Paul was not referring to an actual physical body, but rather to the body of all believers. We who follow Him in some mysterious way become part of a whole, which he refers to as the “body of Christ”. We are not all in the same location nor do we have the same function, but we are in the body. Lately it seems there have been repeated blows to the body.
Romans 14 says it even more directly “7 For none of us lives to himself, and none of us dies to himself. 8 For if we live, we live to the Lord, and if we die, we die to the Lord. So then, whether we live or whether we die, we are the Lord’s. 9 For to this end Christ died and lived again, that he might be Lord both of the dead and of the living.”
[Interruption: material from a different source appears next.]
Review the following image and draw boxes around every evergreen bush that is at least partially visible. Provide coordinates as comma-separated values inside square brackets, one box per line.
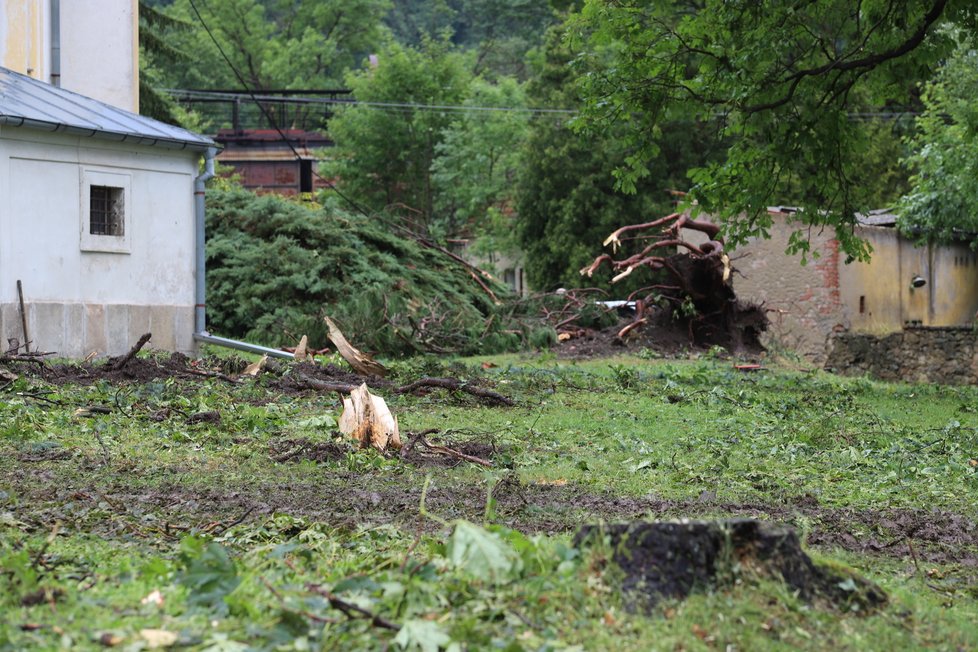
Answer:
[207, 188, 524, 356]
Lately, our hearts are broken for those who have died for the Lord. Either directly because they carried the name of Christians or indirectly because the calling on their lives has sent them to places where they will be hated or despised simply because they cared enough to want to meet the needs of those in distress.
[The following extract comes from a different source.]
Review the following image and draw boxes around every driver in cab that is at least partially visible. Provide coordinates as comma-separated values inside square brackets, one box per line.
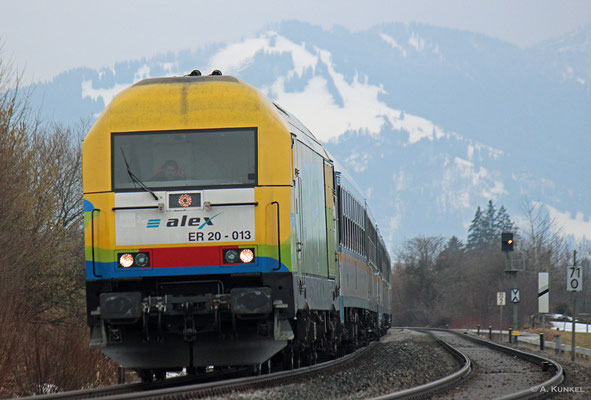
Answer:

For years, it seemed we needed to drag out Foxes Book of Martyrs to discuss those who were willing to die rather than renounce their faith. Not so anymore, we only have to turn on the news. It is not that these instances did not occur in the meantime. It is rather that we did not know or maybe even did not care to know the degree to which the other members of our body were suffering.
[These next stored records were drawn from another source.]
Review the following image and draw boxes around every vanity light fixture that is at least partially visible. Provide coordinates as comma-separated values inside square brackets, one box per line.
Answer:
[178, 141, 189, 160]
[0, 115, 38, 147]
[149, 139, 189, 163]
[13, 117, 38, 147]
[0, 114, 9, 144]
I confess to feeling a tremendous amount of empathy for the family of the young aid worker killed recently. Because she came from my country, she was of my race; she was the age of my children or because I have a family member who travels to that region for nearly the same reason; I can identify. However, that ancient family of believers, the Coptic Church, now has widows and fatherless children who will have to live with trauma and loss as well as continued threats to their own lives. The young girls kidnapped in Africa who are now slaves or forced to ‘marry’ their terrorist captors. Are they as often in my prayers?
Even, if I may step into dangerous territory here, if I had been as concerned for those innocents killed who are not of my faith, my country. Whose simple, humble lives have been destroyed by bombs and drones and terrorists for reasons that, lacking internet and access to the outside world, they cannot possibly understand. Death came through no fault of their own. John Donne wrote many years ago.
No man is an island, Entire of itself,
Every man is a piece of the continent,
A part of the main.
If a clod be washed away by the sea,
Europe is the less.
As well as if a promontory were.
As well as if a manor of thy friend’s
Or of thine own were:
Any man’s death diminishes me,
Because I am involved in mankind,
And therefore never send to know for whom the bell tolls;
It tolls for thee.
Do I truly feel that any man’s death diminishes me? Could it ever be that the death of innocent school children in Pakistan is as traumatic for me as a school shooting in my home town? When Jesus cried over Jerusalem, he wasn’t just concerned for his own followers. “O Jerusalem, Jerusalem… How often would I have gathered your children together as a hen gathers her brood under her wings, and you were not willing!”
It is Lent and on this Ash Wednesday I feel the need to repent for the callousness of my petty concerns. Even for the amount of my prayer time that is consumed by myself and my small world.
Lord, what part of your body is hurting, even facing death? Please be close to that one! What innocent child is away from Your body that You long to gather to Yourself? Please have mercy on that one!